When you trade or hold cryptocurrency in Switzerland, a country with one of the most crypto-friendly legal environments in Europe. Also known as the crypto valley, it treats digital assets as property, not currency—meaning every sale, trade, or use can trigger a tax event. Unlike the U.S. or Germany, Switzerland doesn’t have a single federal crypto tax law. Instead, each canton, a semi-autonomous region with its own tax authority. Also known as Swiss cantons, it sets its own rates and rules. That means someone in Zug might pay 15% on crypto gains while someone in Geneva pays 22%. The federal government only steps in for income tax on mining or staking rewards, and for VAT on business transactions.

For most individuals, crypto is treated like stocks. If you buy Bitcoin and sell it later for a profit, that’s a capital gain—and it’s taxable. But here’s the catch: if you hold it for more than a year, many cantons waive the tax entirely. That’s a big deal. Mining and staking are different. The rewards you earn are treated as income, taxed at your personal income rate in the year you receive them. You don’t pay tax on holding, only on selling or spending. So if you bought ETH in 2021 and used it to buy a laptop in 2025, you owe tax on the gain from purchase to sale. But if you just kept it? Nothing. No reporting needed. Swiss tax authorities, the local tax offices that enforce crypto rules. Also known as cantonal tax offices, it only audits if you’re flagged for high-volume trading or if you’re a professional trader. Most people never hear from them.

What about exchanges? If you use a Swiss-based platform like Bitpanda or Bitcoin Suisse, they may provide tax reports. But if you trade on Binance or KuCoin, it’s on you to track every transaction. You need to record dates, amounts, values in CHF at time of trade, and fees. No fancy software? A simple spreadsheet works. Just be consistent.
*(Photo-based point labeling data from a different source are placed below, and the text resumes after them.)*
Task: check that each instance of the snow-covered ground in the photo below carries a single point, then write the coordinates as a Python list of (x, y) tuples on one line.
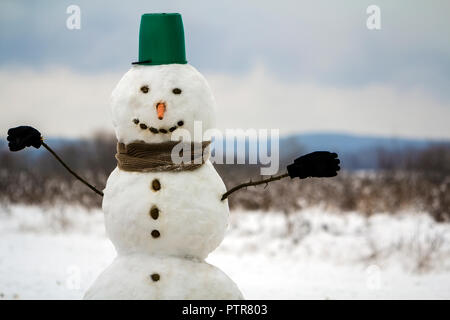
[(56, 253)]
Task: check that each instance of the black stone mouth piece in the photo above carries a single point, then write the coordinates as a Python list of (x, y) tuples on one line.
[(143, 126), (142, 62)]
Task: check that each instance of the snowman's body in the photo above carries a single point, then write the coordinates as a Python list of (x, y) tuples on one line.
[(163, 235)]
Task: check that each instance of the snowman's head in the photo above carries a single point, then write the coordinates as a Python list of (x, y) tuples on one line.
[(152, 103)]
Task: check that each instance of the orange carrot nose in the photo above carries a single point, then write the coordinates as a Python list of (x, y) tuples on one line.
[(160, 109)]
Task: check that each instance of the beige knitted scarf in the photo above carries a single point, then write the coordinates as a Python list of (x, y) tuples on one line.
[(156, 157)]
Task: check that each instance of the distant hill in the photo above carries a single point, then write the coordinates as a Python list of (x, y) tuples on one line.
[(355, 151)]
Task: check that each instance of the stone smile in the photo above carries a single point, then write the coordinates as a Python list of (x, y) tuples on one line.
[(143, 126)]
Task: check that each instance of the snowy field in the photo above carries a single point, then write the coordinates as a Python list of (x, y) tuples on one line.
[(56, 253)]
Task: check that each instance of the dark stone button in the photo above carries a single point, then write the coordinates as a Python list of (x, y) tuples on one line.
[(154, 212), (156, 185), (155, 277), (155, 234)]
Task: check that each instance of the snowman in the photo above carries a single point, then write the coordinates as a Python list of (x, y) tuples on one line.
[(165, 217)]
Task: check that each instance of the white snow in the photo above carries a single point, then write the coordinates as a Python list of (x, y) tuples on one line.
[(48, 255)]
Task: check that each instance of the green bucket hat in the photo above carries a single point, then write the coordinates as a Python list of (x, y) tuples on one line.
[(161, 39)]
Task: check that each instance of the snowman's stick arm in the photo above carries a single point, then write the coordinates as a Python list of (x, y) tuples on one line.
[(253, 183), (71, 171)]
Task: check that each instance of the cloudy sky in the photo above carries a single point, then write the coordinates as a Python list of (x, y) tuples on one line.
[(298, 66)]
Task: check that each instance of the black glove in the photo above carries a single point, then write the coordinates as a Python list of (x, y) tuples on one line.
[(316, 164), (23, 136)]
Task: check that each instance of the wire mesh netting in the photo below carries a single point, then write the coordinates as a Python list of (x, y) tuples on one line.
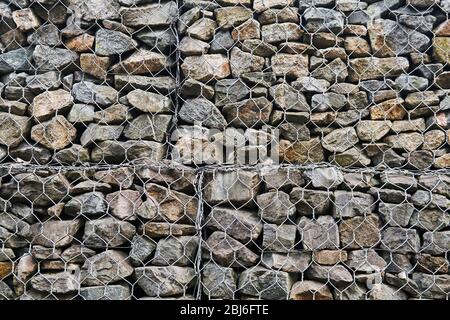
[(225, 149)]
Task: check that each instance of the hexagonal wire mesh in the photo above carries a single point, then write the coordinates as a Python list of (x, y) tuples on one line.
[(229, 149)]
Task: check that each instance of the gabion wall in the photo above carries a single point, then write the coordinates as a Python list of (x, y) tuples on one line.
[(226, 149)]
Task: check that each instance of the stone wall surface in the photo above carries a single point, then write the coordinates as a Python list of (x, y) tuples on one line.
[(226, 149)]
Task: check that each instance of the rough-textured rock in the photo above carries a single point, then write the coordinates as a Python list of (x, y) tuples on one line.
[(400, 240), (310, 290), (55, 234), (229, 252), (107, 267), (338, 275), (165, 281), (107, 232), (55, 134), (360, 232), (179, 251), (151, 15), (259, 282), (14, 129), (320, 233), (243, 225)]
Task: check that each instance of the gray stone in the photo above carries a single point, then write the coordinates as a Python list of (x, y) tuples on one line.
[(97, 133), (338, 275), (311, 202), (37, 190), (14, 129), (159, 39), (360, 232), (54, 134), (128, 82), (340, 140), (113, 292), (243, 62), (365, 261), (310, 290), (14, 224), (376, 68), (105, 268), (383, 291), (165, 281), (259, 47), (248, 113), (17, 59), (265, 284), (396, 214), (60, 282), (333, 72), (91, 10), (275, 207), (371, 131), (178, 251), (230, 90), (110, 42), (55, 233), (49, 58), (30, 153), (238, 187), (288, 262), (228, 17), (76, 254), (90, 93), (221, 42), (400, 240), (319, 233), (164, 204), (350, 204), (107, 232), (243, 225), (322, 19), (279, 238), (141, 249), (142, 61), (436, 243), (87, 204), (48, 103), (202, 29), (430, 219), (151, 15), (325, 101), (81, 113), (281, 32), (75, 154), (432, 286), (124, 204), (219, 282), (388, 39), (287, 98), (229, 252), (148, 127), (408, 83), (325, 178), (290, 65), (203, 111)]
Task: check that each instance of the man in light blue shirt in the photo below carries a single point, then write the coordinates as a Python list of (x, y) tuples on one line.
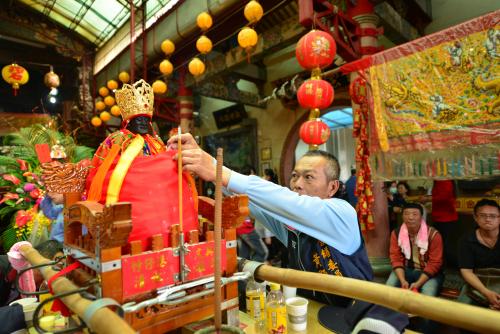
[(321, 232)]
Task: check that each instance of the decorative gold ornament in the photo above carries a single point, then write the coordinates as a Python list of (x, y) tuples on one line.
[(136, 99), (115, 111), (100, 106), (51, 79), (96, 121), (112, 84), (204, 44), (253, 11), (204, 21), (247, 38), (15, 76), (166, 67), (196, 67), (109, 100), (105, 116), (159, 87), (168, 47)]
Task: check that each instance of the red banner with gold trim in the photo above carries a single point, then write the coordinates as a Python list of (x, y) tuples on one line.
[(436, 109)]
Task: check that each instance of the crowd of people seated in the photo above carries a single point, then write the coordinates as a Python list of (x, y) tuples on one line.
[(417, 258)]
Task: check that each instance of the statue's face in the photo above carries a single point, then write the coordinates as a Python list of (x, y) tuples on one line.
[(140, 125)]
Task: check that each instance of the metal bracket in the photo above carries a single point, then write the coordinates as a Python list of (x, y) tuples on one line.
[(176, 251), (83, 258)]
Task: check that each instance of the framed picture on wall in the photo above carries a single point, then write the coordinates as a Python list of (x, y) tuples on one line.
[(264, 166), (239, 145), (265, 153)]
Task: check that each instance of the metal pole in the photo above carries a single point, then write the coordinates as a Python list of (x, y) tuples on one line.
[(132, 41)]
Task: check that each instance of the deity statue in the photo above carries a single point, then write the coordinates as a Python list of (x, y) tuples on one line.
[(133, 165)]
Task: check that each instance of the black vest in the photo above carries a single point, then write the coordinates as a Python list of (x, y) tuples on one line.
[(309, 254)]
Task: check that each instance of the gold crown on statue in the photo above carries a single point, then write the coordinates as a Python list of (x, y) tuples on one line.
[(135, 100)]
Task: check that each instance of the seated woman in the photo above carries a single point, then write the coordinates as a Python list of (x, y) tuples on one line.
[(481, 249), (416, 253)]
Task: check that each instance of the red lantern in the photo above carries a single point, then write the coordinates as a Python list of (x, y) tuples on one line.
[(316, 49), (314, 132), (315, 93)]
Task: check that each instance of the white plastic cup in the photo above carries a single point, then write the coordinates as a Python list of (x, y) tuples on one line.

Many Swiss residents use tools like Koinly or CryptoTaxCalculator to auto-import their wallets and generate reports for their canton. Don’t wait until April to start—start now. And if you’re unsure? Talk to a local tax advisor who knows crypto. It’s not expensive, and it’s worth avoiding a surprise bill.

The posts below cover real cases: how people in Zurich handled their crypto gains, what happened when someone mined ETH and forgot to declare it, how NFT sales are treated differently than coin trades, and why some Swiss cantons are cracking down on unreported DeFi income. You’ll also find guides on how to file your crypto taxes without a CPA, what documents to keep, and how to prove your cost basis if you bought crypto years ago. Whether you’re a casual holder or an active trader, this collection gives you the facts—no fluff, no theory, just what you need to stay legal and keep more of your crypto.

Wealth Tax Treatment of Crypto in Switzerland: What You Need to Know in 2025

Wealth Tax Treatment of Crypto in Switzerland: What You Need to Know in 2025

8 Oct 2025 by Sidney Keusseyan

Switzerland taxes crypto as wealth, not gains. Private investors pay no capital gains tax, but must declare holdings annually at year-end value. Rates vary by canton, with 0.3%-1% applied to total crypto wealth. Professional traders are taxed as income.